It’s open enrollment for people seeking health coverage under what’s become known as “Obamacare,” and that makes for a busy time for UConn Health’s financial counselors.
The Patient Financial Services group gets involved when a “self-pay” patient – often someone without health insurance – comes to UConn Health for care.
“We’ll screen them for a host of things, depending on income, family size, and if they don’t qualify for HUSKY or Medicaid, then we’ll go to Obamacare as an alternative,” says John Resendes, who supervises six financial counselors. “Now that open enrollment is here, we’re getting a lot more people now, and we will through January.”
This is due in part to increased penalties –from $95 to $695– for not having health insurance and to an enrollment process that has become smoother –thanks to greater awareness, technical improvements, and access to financial counselors like Tanya Ledesma.
“Tanya has a lot of experience with the program, the eligibility requirements and all that,” Resendes says.

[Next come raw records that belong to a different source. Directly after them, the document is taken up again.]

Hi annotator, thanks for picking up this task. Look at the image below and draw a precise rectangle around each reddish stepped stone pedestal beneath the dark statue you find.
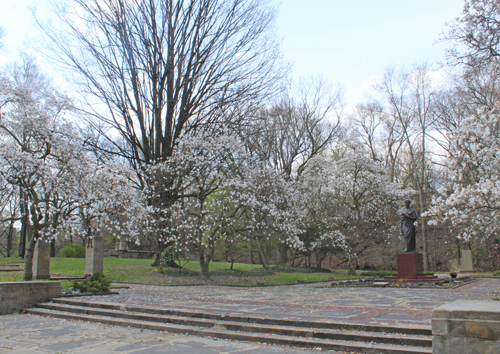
[384,252,438,282]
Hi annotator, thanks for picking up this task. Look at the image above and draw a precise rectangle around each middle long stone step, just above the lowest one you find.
[33,303,432,347]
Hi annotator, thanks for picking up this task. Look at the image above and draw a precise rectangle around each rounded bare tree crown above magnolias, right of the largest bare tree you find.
[243,77,343,178]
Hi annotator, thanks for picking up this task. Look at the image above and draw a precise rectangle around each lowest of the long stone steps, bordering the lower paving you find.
[26,308,432,354]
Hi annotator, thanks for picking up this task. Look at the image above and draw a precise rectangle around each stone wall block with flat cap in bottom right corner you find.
[432,300,500,354]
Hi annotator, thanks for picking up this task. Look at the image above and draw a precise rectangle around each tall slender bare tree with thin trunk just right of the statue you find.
[355,64,446,270]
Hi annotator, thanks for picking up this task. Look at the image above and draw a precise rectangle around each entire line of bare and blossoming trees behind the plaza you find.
[0,0,500,280]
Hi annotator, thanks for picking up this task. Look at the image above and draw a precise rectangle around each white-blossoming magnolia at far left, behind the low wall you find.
[0,58,146,280]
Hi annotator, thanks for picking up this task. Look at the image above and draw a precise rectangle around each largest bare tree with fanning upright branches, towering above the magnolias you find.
[40,0,283,261]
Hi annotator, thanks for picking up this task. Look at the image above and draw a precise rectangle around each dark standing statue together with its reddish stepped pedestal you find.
[384,199,438,282]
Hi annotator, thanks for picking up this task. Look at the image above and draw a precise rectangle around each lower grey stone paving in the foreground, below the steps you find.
[0,314,350,354]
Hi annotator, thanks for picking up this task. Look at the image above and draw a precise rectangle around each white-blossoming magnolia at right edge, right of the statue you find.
[428,109,500,242]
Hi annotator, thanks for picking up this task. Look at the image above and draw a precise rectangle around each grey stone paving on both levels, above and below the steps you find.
[0,279,500,354]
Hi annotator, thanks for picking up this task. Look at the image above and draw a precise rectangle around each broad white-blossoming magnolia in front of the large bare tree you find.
[148,134,304,278]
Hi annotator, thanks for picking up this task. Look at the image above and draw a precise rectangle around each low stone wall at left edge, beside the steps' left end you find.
[0,281,61,315]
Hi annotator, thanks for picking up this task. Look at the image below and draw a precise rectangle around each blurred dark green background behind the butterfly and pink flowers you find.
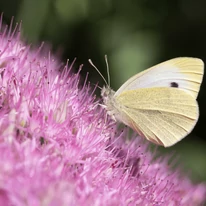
[0,0,206,182]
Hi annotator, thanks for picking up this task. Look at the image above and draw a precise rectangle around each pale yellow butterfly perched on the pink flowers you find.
[97,57,204,147]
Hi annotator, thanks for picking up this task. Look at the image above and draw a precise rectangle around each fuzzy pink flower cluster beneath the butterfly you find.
[0,17,206,206]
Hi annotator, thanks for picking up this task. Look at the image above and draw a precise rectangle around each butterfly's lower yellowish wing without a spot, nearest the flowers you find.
[115,87,199,147]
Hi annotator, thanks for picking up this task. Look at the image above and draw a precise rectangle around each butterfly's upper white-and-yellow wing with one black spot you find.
[115,57,204,98]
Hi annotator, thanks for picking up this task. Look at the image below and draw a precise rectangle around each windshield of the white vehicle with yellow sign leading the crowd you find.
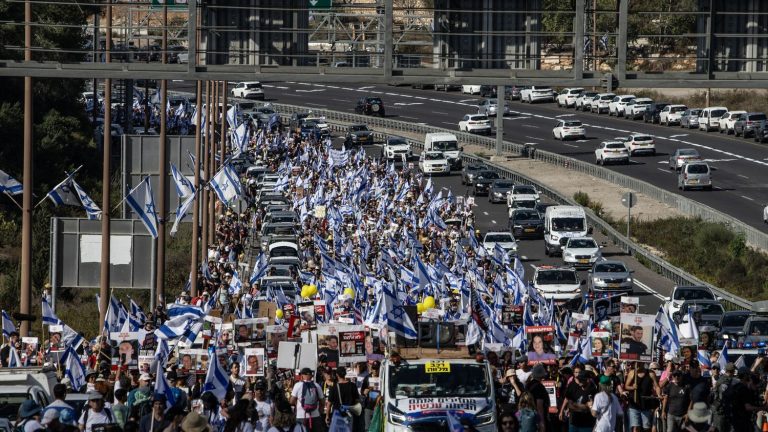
[388,361,491,399]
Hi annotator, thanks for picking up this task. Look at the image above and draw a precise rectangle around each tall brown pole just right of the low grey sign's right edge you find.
[156,6,168,305]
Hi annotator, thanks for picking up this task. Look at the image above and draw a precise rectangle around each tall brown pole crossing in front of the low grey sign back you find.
[99,2,112,323]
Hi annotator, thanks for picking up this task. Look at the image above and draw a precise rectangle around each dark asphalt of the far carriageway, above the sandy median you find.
[258,82,768,235]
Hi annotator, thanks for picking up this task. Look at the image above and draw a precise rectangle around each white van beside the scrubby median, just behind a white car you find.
[544,206,590,256]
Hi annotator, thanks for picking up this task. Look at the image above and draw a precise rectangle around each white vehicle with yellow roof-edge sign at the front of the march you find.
[380,358,496,432]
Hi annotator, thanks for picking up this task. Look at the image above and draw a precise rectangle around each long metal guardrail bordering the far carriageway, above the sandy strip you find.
[254,99,768,251]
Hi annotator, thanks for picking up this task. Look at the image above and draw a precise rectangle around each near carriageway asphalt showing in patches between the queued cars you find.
[352,139,674,314]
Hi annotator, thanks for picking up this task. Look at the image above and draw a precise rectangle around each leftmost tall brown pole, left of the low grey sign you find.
[19,0,34,337]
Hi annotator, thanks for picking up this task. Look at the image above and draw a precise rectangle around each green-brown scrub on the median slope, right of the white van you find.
[573,192,768,301]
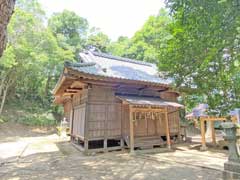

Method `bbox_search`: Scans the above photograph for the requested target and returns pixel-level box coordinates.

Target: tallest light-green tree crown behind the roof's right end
[129,9,171,64]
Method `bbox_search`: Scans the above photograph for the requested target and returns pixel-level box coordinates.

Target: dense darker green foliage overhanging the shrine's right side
[163,0,240,113]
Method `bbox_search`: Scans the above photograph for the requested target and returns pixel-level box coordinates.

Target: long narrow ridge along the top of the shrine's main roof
[87,51,156,67]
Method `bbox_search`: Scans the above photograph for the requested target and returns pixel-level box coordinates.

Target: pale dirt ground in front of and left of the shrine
[0,121,226,180]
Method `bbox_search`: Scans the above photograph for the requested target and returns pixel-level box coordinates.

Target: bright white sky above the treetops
[39,0,164,40]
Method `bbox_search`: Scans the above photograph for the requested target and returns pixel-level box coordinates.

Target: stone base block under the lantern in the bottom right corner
[223,161,240,180]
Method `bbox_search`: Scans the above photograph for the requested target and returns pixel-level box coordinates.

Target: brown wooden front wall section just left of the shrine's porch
[87,86,121,139]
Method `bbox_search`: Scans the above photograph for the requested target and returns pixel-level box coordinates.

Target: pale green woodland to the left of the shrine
[0,1,74,121]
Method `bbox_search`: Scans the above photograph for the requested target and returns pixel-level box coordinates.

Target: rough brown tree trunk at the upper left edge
[0,0,15,57]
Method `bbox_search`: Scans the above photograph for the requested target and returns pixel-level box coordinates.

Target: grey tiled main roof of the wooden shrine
[65,51,172,85]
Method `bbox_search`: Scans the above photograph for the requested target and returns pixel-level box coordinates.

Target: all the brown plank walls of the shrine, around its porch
[70,85,179,140]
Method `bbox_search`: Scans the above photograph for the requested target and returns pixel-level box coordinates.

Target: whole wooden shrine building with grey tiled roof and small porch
[53,51,183,152]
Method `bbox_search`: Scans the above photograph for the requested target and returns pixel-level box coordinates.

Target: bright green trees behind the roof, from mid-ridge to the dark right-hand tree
[109,9,171,64]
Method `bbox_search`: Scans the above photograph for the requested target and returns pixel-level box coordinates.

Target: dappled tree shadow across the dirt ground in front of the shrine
[0,142,221,180]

Ledesma joined UConn Health early last year, hired for her expertise in Access Health CT, the state’s health insurance marketplace. She helps patients understand the questions they may not know to ask.
“Being knowledgeable about your income is one of the biggest things, and also, what is your household composition, are you a tax dependent on your parents, for example,” Ledesma says. “Instead of going into the initial low-monthly-premium, high-deductible plan, we’re here to educate them, where if you pay $10 more that could make a huge difference on your deductible. That’s what I’m seeing more of now.”
Ledesma often finds herself on conference calls with the patient and Access Health CT.
“The most common mistake is that they’re self-employed and they say what their gross income is, and that’s not something you have to disclose,” Ledesma says. “What you have to disclose is from Schedule C (income or loss from the business), so that makes a huge difference in the credits that they get.”
The financial counselors work with patients by phone or in person, either in the office, or elsewhere on the UConn Health campus. They will meet patients at their appointments.
“What we do is, there are three different plans, we’ll bring them all up and see which one is the best for you, or which providers are on that network,” Resendes says. “We help the patient, we fill out all the paperwork.”
The objective is to find ways to avoid unpaid medical bills, which ultimately helps both the patient and the clinical enterprise. John Dempsey Hospital receives no funding for charity care, and therefore provides this care at a loss. UConn Health has seen a 50 percent reduction in charity care grants since the implementation of the Affordable Care Act.